Adversidade entre dois mundos

*       O mundo dos retirantes x A sociedade organizada

“Fazia-se carrancudo e evitava conversas. Só lhe falavam com o fim de tirar-lhe qualquer coisa. Os negociantes furtavam na medida, no preço e na conta. O patrão realizava com pena e tinta cálculos incompreensíveis” (VS)
“Se pudesse mudar-se, gritaria bem alto que o roubavam. Aparentemente resignado, sentia um ódio imenso a qualquer coisa que era ao mesmo tempo a campina seca, o patrão, os soldados e os agentes da prefeitura.

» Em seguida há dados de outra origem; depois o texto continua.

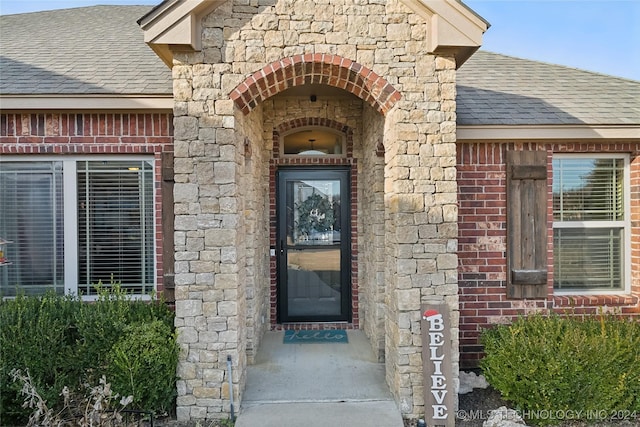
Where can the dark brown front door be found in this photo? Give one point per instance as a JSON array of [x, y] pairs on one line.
[[313, 245]]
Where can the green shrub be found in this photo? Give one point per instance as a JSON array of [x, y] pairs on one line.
[[38, 334], [143, 364], [63, 341], [569, 365]]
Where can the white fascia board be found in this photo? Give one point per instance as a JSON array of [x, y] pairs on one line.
[[451, 25], [176, 25], [83, 102], [549, 132]]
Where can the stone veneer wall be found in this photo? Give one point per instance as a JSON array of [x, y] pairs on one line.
[[371, 214], [421, 221], [219, 189]]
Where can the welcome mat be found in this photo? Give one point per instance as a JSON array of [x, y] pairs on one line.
[[315, 337]]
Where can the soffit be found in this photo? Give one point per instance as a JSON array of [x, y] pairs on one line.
[[176, 24]]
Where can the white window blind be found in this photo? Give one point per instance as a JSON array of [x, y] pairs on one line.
[[31, 217], [108, 225], [115, 228], [589, 223]]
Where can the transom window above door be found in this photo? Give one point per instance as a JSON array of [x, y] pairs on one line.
[[313, 141]]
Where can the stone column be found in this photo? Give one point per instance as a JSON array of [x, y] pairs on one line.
[[420, 222], [210, 256]]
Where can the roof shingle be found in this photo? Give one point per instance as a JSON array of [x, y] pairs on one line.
[[101, 50], [495, 89], [86, 50]]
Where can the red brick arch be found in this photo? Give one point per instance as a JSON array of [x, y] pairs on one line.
[[319, 68]]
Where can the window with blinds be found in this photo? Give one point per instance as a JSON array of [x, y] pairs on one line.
[[590, 223], [115, 225], [31, 218], [102, 209]]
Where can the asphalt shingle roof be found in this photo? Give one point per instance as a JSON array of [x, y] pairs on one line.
[[101, 50], [495, 89], [86, 50]]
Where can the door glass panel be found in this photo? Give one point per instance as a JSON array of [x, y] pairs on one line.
[[313, 248]]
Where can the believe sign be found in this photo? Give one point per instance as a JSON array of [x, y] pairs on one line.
[[436, 361]]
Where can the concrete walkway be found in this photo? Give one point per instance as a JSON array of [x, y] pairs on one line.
[[310, 385]]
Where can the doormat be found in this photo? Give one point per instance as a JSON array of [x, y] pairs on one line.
[[315, 337]]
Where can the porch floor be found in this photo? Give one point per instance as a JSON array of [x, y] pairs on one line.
[[317, 385]]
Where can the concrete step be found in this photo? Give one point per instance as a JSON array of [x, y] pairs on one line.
[[382, 413]]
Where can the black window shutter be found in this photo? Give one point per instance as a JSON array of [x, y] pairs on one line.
[[526, 224]]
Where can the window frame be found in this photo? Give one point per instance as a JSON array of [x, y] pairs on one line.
[[624, 225], [70, 214]]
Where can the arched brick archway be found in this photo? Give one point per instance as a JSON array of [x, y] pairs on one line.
[[327, 69], [347, 160]]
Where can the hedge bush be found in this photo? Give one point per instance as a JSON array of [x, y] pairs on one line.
[[63, 341], [572, 366], [143, 363]]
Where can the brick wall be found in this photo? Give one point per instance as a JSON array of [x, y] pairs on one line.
[[111, 133], [482, 243]]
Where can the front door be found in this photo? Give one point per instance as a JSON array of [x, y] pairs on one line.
[[314, 275]]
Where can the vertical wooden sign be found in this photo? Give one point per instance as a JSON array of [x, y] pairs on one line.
[[436, 366]]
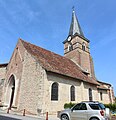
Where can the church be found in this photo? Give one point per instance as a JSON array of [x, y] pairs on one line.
[[36, 79]]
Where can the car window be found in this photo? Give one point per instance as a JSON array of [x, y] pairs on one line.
[[80, 106], [77, 107], [95, 106], [83, 107], [102, 106]]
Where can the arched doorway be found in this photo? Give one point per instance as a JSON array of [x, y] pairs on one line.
[[10, 91]]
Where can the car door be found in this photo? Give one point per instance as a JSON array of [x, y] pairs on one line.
[[79, 112]]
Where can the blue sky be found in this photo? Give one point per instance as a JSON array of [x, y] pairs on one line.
[[46, 23]]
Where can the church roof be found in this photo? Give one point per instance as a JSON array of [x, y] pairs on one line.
[[53, 62]]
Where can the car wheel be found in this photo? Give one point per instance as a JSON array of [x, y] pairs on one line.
[[94, 119], [64, 117]]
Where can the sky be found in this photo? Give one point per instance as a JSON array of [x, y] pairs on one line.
[[46, 23]]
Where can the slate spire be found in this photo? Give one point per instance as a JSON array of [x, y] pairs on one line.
[[75, 26]]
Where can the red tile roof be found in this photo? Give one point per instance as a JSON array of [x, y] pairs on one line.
[[56, 63]]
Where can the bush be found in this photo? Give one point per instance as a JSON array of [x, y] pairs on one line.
[[69, 105]]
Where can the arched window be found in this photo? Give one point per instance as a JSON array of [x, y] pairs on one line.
[[72, 93], [90, 94], [101, 97], [70, 46], [54, 91], [83, 46]]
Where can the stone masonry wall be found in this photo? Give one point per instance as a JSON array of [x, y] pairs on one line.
[[2, 78], [32, 85], [64, 84]]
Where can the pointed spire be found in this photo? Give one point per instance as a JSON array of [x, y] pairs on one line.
[[75, 26]]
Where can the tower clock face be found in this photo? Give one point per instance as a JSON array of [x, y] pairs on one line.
[[69, 38]]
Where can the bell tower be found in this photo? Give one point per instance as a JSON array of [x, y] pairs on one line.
[[76, 47]]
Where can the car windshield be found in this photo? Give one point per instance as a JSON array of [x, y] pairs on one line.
[[95, 106], [102, 106], [98, 106]]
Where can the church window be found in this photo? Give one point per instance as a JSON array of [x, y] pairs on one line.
[[90, 94], [70, 47], [83, 46], [54, 91], [72, 93], [101, 97]]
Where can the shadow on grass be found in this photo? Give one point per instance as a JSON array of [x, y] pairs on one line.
[[7, 118]]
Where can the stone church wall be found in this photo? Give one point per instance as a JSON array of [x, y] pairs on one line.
[[64, 84], [2, 78], [32, 85]]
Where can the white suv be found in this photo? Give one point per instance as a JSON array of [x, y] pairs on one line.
[[86, 111]]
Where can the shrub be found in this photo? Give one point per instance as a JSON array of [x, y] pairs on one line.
[[69, 105]]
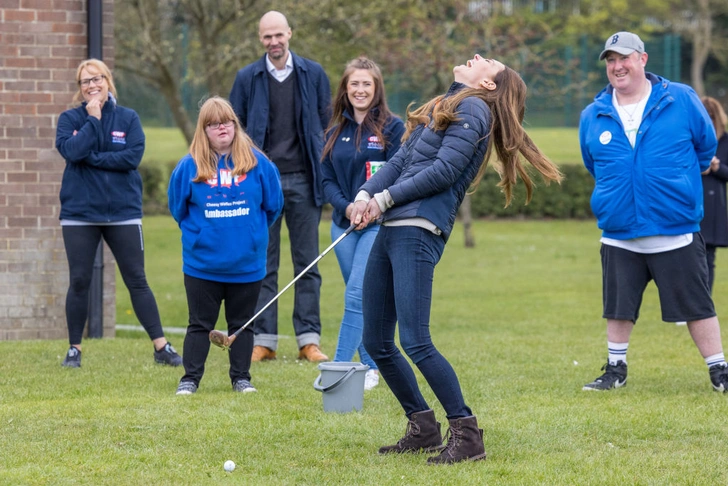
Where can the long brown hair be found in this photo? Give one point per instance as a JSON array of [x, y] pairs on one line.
[[716, 113], [219, 110], [507, 103], [378, 115]]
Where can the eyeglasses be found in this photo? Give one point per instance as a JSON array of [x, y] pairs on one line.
[[226, 124], [96, 80]]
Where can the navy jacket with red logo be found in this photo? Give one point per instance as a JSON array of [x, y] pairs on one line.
[[347, 167], [101, 182]]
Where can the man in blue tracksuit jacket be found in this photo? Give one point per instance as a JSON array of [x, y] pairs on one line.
[[283, 103], [646, 141]]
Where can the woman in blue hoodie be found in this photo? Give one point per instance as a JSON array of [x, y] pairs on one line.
[[101, 197], [224, 195], [362, 136], [416, 194]]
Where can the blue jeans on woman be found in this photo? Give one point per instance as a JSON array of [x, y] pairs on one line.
[[352, 253], [398, 287]]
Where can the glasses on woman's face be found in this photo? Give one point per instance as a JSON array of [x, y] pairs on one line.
[[215, 126], [96, 80]]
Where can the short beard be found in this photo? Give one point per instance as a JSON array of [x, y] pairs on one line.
[[278, 56]]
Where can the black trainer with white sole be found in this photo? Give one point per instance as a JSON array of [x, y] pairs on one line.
[[719, 377], [167, 355], [615, 376]]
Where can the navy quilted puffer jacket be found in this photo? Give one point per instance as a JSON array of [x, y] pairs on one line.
[[429, 175]]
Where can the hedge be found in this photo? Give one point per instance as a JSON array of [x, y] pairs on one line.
[[570, 199]]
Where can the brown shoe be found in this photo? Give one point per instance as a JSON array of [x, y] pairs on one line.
[[261, 353], [311, 352]]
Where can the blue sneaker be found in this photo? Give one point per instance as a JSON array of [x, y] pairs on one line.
[[186, 388], [73, 358]]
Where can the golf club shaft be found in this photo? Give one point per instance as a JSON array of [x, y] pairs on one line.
[[303, 272]]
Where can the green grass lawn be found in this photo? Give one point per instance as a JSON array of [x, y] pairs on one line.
[[518, 316]]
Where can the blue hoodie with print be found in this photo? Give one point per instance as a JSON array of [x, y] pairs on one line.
[[224, 221]]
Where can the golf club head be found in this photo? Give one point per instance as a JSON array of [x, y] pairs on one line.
[[220, 339]]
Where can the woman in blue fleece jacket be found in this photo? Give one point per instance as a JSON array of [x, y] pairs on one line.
[[363, 135], [224, 195], [101, 197], [417, 194]]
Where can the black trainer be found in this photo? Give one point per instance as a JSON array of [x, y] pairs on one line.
[[243, 386], [186, 388], [73, 358], [167, 355], [719, 377], [614, 376]]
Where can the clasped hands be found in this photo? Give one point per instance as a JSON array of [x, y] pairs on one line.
[[714, 165], [361, 213]]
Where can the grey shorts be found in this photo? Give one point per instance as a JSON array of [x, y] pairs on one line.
[[681, 277]]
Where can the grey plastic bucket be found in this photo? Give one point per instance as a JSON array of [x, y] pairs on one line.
[[342, 385]]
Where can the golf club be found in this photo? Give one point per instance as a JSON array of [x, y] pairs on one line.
[[222, 340]]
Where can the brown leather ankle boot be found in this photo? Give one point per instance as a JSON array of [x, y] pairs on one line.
[[422, 435], [465, 442]]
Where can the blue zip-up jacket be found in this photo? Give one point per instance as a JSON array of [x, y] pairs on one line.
[[429, 175], [347, 166], [101, 183], [224, 221], [655, 188], [250, 99]]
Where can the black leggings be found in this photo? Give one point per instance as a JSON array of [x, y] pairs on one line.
[[127, 245], [204, 299]]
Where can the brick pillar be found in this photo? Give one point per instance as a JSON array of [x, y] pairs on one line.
[[41, 44]]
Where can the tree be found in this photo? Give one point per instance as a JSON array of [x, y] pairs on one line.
[[172, 42]]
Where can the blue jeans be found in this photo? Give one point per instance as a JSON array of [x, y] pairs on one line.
[[398, 287], [302, 220], [352, 253]]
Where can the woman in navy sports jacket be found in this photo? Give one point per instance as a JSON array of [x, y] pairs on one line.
[[362, 136], [101, 197]]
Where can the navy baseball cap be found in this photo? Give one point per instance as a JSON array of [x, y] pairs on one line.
[[624, 43]]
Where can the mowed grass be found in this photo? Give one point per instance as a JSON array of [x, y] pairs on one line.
[[518, 316]]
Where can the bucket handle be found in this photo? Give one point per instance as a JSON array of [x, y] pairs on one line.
[[317, 381]]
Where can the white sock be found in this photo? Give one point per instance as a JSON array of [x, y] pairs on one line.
[[617, 352], [715, 359]]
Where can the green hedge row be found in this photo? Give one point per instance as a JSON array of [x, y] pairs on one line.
[[570, 199]]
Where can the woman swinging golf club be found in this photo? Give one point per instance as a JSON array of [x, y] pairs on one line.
[[417, 194]]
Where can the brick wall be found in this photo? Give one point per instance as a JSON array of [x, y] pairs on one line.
[[41, 44]]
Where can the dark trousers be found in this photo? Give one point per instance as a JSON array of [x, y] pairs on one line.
[[127, 245], [398, 289], [204, 298], [710, 257], [302, 220]]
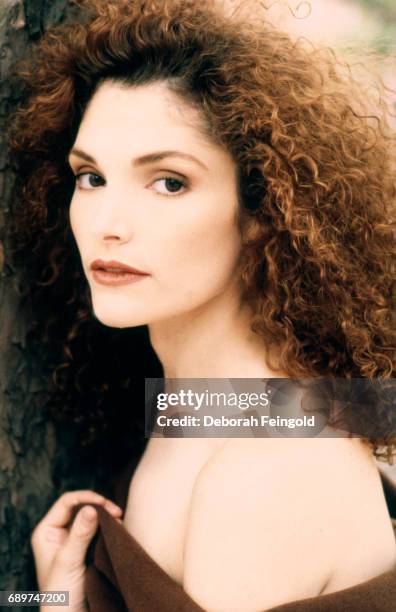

Tudo na verdade era contra ele” (VS)

Romance circular?

“Este encontro do fim com o começo [...] forma um anel de ferro, em cujo círculo sem saída se fecha a vida esmagada da pobre família de retirantes-agregados-retirantes, mostrando que a poderosa visão social de Graciliano Ramos neste livro não depende [...] do fato de ele ter feito romance regionaliza ou romance proletário. Mas do fato de ter sabido criar em todos os níveis, desde o pormenor do discurso até o desenho geral da composição, os modos literários de mostrar a visão dramática de um mundo opressivo”. 
                                                            (Antônio Cândido)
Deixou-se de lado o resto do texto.